Antécédents du litige

1 Le requérant, M. Daniel Dragomir, est un citoyen roumain.

2 Le requérant explique que, à partir de 2001, il a été officier opérationnel dans le cadre du Serviciul Român de Informații (service roumain de renseignement, Roumanie, ci-après le « SRI ») et qu’il a démissionné en 2013.

3 Selon le requérant, la Direcția Națională Anticorupție (direction nationale de la lutte contre la corruption, Roumanie, ci-après la « DNA ») a, en 2015, engagé des poursuites pénales contre lui pour des faits de corruption. Il indique que, en 2018, il a été acquitté par le Tribunalul București (tribunal de grande instance de Bucarest, Roumanie). Cette affaire serait à présent pendante devant la Curtea de Apel București (cour d’appel de Bucarest, Roumanie). Le requérant explique que, en substance, il lui est reproché d’être intervenu en faveur d’une entreprise.

4 Le requérant indique également que, en 2016, la Direcția de Investigare a Infracțiunilor de Criminalitate Organizată și Terorism (direction des enquêtes sur la criminalité organisée et le terrorisme, Roumanie) l’a poursuivi pénalement pour des faits de cybercriminalité. Il explique que, en substance, il est accusé d’avoir participé, avec d’autres personnes, à une tentative de compromettre la procureure en chef de la DNA. Malgré ses nombreuses demandes à cet égard, et bien que plus de trois ans se soient écoulés depuis le début des poursuites pénales, le dossier n’aurait pas encore été renvoyé devant un tribunal.

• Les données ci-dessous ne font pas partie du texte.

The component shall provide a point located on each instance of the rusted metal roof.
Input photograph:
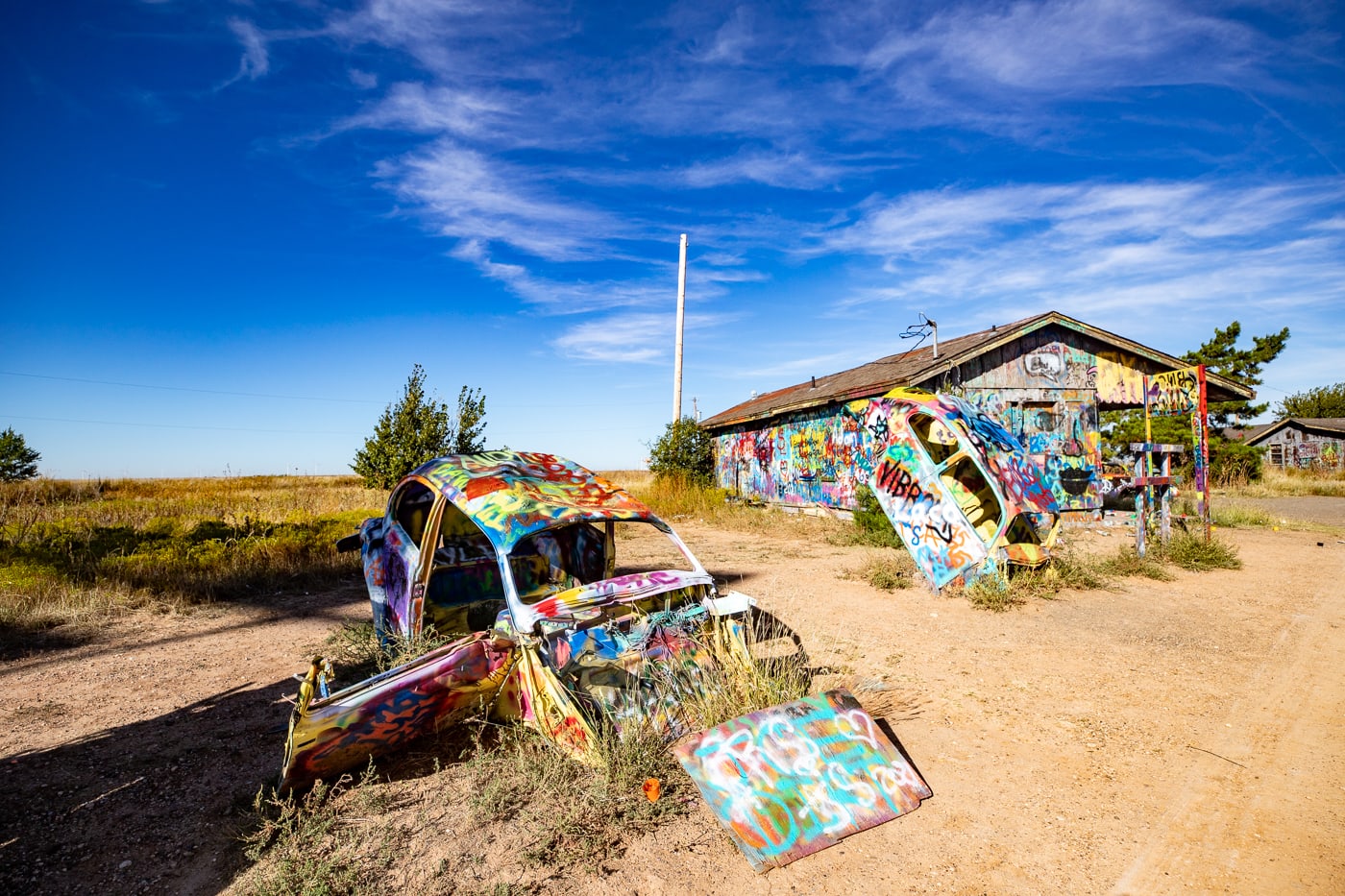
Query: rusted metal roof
(918, 366)
(1333, 425)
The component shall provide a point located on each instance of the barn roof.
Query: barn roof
(1329, 425)
(918, 366)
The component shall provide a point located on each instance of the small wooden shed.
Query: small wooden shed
(1046, 378)
(1302, 442)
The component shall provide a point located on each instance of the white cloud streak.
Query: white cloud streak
(256, 61)
(1105, 247)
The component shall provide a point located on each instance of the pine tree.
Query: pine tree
(17, 460)
(1322, 401)
(1223, 356)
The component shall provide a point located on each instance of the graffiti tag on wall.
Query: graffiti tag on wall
(1174, 393)
(796, 778)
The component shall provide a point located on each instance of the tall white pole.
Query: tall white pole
(681, 312)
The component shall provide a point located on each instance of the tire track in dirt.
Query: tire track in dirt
(1237, 825)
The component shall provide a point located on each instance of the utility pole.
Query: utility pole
(681, 314)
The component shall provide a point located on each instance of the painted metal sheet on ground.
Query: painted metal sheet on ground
(794, 779)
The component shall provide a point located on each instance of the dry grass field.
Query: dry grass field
(1120, 728)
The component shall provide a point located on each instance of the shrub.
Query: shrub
(870, 522)
(683, 451)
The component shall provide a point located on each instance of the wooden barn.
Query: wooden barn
(1046, 378)
(1302, 442)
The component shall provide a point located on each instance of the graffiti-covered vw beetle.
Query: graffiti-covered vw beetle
(565, 600)
(958, 487)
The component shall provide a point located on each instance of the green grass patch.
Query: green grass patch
(318, 844)
(71, 553)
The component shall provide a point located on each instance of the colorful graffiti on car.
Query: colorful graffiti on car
(958, 487)
(514, 557)
(790, 781)
(329, 736)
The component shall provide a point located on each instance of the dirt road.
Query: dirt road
(1176, 736)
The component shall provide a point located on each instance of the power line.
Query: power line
(298, 432)
(118, 423)
(264, 395)
(208, 392)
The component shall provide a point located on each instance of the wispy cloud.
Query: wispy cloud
(1105, 245)
(474, 195)
(557, 151)
(628, 338)
(256, 61)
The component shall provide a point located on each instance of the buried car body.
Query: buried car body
(959, 489)
(524, 563)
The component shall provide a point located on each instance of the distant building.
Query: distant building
(1302, 442)
(1045, 378)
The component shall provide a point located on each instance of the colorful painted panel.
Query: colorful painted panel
(954, 483)
(513, 494)
(794, 779)
(930, 522)
(377, 715)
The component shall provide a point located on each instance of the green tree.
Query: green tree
(471, 423)
(1322, 401)
(416, 429)
(686, 451)
(1221, 355)
(17, 460)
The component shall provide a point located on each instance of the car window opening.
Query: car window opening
(974, 496)
(939, 442)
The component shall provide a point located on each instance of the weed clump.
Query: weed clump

5 Le requérant ajoute que, dans les deux affaires pénales dans lesquelles il est impliqué, beaucoup de données personnelles qui le concernent ou qui concernent ses proches ont été utilisées. Celles-ci auraient été mises à la disposition des services d’enquête criminelle par le SRI, qui utiliserait une application informatique pour effectuer une surveillance massive des personnes en Roumanie. La participation du SRI à l’administration des preuves dans les procédures judiciaires serait fondée sur un protocole conclu en 2009 entre le SRI et le ministère public. Ce protocole aurait été déclassifié en 2018. Toutes ces preuves, auxquelles la défense ne pourrait pas accéder, seraient à la disposition du procureur et, parfois, du juge.

Procédure et conclusions des parties

6 Par requête déposée au greffe du Tribunal le 6 mai 2019, le requérant a introduit le présent recours.

7 Le 13 juin 2019, le requérant a déposé une version régularisée de la requête.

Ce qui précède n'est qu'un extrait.